La justicia ha considerado su conducta como contraproducente a lo que establecen los principios de la ley
La Audiencia Provincial de Barcelona ha confirmado el desahucio de un inquilino que convirtió la terraza comunitaria del edificio en el que residía en un espacio privado de ocio con jacuzzi, barra de bar y pérgolas, alterando gravemente la convivencia vecinal. La sentencia, dictada el 10 de junio de 2025, ratifica la resolución del contrato de arrendamiento y le obliga a abonar la deuda en concepto de daños y perjuicios, según Noticias Trabajo.

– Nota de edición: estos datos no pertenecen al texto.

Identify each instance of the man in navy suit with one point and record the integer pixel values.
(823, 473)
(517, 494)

El arrendatario ocupaba desde 2013 un estudio en Barcelona cuyo contrato excluía expresamente el uso privativo del terrado. Sin embargo, según consta en los hechos probados, utilizó la cubierta como si formara parte de la vivienda, instalando tarimas, cerramientos y diversos elementos fijos sin autorización de la propiedad ni de la comunidad. Además, organizaba fiestas y eventos privados que generaron reiteradas quejas por ruidos, amenazas y filtraciones en las viviendas inferiores.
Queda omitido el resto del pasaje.